Nel caso in cui l’autore sia un nome di grande fama, la tiratura del libro sarà di migliaia di copie (invece che centinaia) e l’autore stesso riceverà dall’editore un anticipo sui diritti, che verrà sottratto dal conteggio finale del dovuto. In tutti gli altri casi, l’autore scriverà evidentemente per la gloria ma a ben vedere per ben poca gloria, visto che la maggior parte dello stampato andrà nelle mani di amici e parenti o dei pochi fan sfegatati (le case editrici non compiono nessuna effettiva opera di promozione).
In questo sistema, evidentemente obsoleto, vi sono moltissimi problemi irrisolti da sempre: copie mandate al macero perché invendute (visto che le librerie non hanno spazio per tenere sullo scaffale libri “inutili” per più di 15gg), indisponibilità del libro nella maggior parte dei punti vendita, percentuali bassissime pagate all’autore, guadagni marginali per le case editrici, distributori che trattengono la maggior parte del prezzo di copertina e che sembrano, a detta di molti, agire come una piccola mafia. Inoltre, elemento determinante dalla mia prospettiva, il diritto di sfruttamento commerciale dell’opera rimane della casa editrice per un periodo variabile di 10-15 anni, senza che il creatore abbia il diritto di decidere se ristampare, modificare o ritirare il testo prima di quella scadenza.
Da trentottenne nativo digitale non mi stupisco che il settore sia in crisi: i tempi stanno cambiando e il valore delle informazioni è molto cresciuto.
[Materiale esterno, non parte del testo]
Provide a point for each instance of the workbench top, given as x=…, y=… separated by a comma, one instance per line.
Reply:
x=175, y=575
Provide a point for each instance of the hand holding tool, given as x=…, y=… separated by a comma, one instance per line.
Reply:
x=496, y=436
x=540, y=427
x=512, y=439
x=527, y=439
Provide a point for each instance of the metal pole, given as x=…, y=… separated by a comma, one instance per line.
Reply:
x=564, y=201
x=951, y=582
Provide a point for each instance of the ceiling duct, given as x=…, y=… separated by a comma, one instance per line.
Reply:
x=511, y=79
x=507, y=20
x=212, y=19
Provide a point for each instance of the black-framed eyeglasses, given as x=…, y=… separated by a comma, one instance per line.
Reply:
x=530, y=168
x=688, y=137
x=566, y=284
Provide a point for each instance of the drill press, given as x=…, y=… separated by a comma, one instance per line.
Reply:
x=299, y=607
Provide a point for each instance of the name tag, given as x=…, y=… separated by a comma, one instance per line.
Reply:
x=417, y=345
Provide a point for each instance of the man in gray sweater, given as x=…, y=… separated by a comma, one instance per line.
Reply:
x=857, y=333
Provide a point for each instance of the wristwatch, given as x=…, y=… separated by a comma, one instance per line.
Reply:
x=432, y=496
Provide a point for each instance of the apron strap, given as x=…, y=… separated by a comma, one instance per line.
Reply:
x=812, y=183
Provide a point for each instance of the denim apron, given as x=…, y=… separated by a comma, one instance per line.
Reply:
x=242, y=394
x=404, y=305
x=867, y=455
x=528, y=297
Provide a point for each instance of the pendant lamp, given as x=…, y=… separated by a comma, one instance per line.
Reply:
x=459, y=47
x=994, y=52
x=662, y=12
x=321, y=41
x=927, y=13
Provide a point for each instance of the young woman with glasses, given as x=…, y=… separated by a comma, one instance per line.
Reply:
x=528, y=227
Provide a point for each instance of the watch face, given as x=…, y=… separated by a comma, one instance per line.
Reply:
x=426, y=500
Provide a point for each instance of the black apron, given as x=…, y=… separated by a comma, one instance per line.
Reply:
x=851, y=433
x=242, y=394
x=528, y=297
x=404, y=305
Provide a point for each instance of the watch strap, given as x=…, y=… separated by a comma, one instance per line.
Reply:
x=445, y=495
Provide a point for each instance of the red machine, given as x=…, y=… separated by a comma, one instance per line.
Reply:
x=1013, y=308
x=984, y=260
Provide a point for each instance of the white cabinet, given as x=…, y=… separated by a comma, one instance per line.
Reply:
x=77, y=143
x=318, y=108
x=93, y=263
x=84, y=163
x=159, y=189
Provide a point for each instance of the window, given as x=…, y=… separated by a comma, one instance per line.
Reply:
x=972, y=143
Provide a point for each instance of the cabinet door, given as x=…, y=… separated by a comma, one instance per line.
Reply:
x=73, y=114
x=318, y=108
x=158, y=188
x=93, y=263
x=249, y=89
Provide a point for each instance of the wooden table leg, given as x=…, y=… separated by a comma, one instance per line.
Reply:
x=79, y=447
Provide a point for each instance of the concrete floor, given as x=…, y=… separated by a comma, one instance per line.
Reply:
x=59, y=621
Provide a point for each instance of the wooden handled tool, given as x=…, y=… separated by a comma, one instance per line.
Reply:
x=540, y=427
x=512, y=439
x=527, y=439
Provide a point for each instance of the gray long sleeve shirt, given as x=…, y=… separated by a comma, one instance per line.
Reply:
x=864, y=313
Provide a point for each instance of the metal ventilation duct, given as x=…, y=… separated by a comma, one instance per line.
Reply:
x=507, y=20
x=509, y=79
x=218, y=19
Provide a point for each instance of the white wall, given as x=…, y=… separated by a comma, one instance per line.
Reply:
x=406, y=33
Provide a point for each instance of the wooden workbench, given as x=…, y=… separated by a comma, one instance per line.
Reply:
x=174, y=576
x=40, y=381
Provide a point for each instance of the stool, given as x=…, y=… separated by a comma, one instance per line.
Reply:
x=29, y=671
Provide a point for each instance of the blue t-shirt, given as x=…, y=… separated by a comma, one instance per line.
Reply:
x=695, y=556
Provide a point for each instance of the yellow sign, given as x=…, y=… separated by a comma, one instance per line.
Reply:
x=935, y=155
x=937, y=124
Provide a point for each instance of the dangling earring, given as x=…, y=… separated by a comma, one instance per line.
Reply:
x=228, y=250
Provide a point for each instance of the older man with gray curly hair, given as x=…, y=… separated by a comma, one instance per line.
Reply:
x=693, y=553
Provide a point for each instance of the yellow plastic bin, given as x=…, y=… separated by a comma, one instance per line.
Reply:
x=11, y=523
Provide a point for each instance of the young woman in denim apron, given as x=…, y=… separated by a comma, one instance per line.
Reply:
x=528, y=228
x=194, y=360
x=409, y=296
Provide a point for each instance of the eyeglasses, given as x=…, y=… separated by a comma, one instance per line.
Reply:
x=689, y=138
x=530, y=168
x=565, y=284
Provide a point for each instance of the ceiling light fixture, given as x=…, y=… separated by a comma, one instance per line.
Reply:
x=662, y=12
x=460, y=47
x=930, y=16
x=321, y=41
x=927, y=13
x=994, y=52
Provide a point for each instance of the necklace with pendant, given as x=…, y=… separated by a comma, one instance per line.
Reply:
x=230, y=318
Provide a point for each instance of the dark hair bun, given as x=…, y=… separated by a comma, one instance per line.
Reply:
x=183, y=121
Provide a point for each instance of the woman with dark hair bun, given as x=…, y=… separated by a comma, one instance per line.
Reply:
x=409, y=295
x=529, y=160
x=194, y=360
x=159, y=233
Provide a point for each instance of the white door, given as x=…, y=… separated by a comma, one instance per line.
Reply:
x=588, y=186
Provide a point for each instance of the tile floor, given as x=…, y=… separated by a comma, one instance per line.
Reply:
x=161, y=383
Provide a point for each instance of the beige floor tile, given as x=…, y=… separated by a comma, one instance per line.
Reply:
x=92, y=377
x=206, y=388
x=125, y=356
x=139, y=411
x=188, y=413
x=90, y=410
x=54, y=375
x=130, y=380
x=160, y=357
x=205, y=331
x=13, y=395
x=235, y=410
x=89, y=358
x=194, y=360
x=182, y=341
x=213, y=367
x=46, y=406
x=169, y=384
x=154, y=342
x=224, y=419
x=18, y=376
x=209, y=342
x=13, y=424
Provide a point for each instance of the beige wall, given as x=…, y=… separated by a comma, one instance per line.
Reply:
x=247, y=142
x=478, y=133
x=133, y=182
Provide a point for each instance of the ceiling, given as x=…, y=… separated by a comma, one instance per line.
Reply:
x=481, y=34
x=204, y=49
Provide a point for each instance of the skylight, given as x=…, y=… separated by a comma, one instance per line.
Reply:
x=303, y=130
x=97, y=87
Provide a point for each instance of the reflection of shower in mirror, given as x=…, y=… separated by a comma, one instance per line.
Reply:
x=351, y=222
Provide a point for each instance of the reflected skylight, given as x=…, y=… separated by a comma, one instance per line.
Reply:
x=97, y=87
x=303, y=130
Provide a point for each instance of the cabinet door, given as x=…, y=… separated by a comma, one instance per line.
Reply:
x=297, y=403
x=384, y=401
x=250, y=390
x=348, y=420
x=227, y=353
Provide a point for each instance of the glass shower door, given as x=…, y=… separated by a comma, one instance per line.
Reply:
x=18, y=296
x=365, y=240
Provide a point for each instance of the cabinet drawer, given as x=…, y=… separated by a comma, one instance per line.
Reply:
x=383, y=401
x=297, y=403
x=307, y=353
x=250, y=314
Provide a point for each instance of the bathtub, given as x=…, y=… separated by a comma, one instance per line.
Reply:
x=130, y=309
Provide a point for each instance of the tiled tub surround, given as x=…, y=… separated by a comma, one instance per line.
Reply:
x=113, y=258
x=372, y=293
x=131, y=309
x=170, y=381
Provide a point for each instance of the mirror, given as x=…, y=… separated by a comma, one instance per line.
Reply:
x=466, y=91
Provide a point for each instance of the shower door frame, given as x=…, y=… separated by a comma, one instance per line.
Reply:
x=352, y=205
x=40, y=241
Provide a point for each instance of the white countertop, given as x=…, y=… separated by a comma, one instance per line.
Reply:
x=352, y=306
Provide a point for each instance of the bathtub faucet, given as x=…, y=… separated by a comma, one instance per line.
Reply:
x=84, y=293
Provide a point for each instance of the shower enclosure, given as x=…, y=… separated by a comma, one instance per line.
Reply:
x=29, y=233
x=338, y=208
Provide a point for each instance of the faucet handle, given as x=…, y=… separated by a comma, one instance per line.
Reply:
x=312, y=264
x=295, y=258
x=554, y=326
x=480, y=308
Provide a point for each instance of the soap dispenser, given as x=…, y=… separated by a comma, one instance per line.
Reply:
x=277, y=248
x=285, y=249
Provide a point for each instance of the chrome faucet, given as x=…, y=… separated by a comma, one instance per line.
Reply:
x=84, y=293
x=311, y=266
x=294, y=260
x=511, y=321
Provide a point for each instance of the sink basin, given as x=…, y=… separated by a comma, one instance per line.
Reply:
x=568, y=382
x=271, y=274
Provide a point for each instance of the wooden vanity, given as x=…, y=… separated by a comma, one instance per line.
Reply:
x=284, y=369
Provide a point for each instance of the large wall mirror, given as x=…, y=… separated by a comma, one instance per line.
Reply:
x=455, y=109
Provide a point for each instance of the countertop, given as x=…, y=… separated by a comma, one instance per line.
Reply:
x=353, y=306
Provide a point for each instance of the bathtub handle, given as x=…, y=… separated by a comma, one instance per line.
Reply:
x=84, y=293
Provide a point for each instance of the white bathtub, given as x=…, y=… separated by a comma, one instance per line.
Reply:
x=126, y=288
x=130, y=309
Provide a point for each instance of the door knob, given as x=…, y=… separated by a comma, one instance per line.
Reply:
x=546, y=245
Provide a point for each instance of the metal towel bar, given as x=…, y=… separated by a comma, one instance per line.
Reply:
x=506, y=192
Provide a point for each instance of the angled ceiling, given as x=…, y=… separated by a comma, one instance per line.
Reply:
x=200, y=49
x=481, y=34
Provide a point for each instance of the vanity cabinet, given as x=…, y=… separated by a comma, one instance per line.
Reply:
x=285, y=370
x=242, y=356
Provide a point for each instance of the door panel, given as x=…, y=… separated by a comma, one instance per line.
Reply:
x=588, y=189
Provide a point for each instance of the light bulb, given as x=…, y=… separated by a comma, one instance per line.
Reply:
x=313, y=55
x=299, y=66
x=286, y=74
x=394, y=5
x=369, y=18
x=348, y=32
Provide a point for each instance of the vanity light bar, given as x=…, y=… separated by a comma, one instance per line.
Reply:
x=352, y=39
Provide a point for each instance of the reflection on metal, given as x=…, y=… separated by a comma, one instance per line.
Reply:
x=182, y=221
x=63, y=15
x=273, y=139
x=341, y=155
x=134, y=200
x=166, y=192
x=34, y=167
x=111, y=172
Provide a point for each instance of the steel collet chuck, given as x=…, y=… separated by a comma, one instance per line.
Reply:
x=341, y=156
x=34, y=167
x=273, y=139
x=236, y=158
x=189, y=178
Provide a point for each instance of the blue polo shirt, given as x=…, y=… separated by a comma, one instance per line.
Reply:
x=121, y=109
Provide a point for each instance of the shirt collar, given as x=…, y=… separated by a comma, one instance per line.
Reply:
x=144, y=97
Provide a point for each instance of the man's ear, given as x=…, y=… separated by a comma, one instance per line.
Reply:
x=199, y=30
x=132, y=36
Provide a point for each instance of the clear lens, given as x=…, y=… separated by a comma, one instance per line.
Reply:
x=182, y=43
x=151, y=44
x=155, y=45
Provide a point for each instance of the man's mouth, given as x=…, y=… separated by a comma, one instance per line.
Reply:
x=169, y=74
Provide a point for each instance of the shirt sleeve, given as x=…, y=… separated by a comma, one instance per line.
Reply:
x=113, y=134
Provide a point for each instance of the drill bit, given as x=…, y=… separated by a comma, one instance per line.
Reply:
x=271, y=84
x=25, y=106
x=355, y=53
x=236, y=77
In più, si sta completando la disintermediazione di ogni tipo di servizio (viaggi, affitti, investimenti…).
E’ vero, l’Italia è uno degli ultimi paesi del mondo nella classifica dei lettori – e pare che vi siano più persone desiderose di lasciare segno su carta che di leggere le opere altrui – ma non bisogna confondere l’idea che l’editoria tradizionale sia morta con il fatto che scrivere e pubblicare non serva a nulla! Non è così. Negli ultimi due anni, scegliendo una strada completamente diversa, ho visto spedire migliaia e migliaia di libri e ricevuto un’immensa soddisfazione per le mie 11 opere pubblicate!
Scegliendo la strada del Self Publishing Professionale, i risultati che si ottengono sono completamente differenti, perché lo sono i presupposti. L’autore e il suo team editoriale si devono assumere la responsabilità dell’impresa, producendo un’opera di qualità per ottenere il 70% di margine sul prezzo di copertina dell’opera, i diritti di sfruttamento rimangono del creatore, la libertà di gestire ogni elemento della filiera è in mano propria, assieme alla flessibilità di cambiare idea ogni volta che si desidera.
Stringere fra le proprie mani il proprio libro è emozionante. Ma lo è ancor di più sapere che il mercato ci corrisponde il giusto valore, che ci permetterà di continuare a scrivere ancora e, con un pizzico di lavoro in più, di vivere al 100% di quest’arte.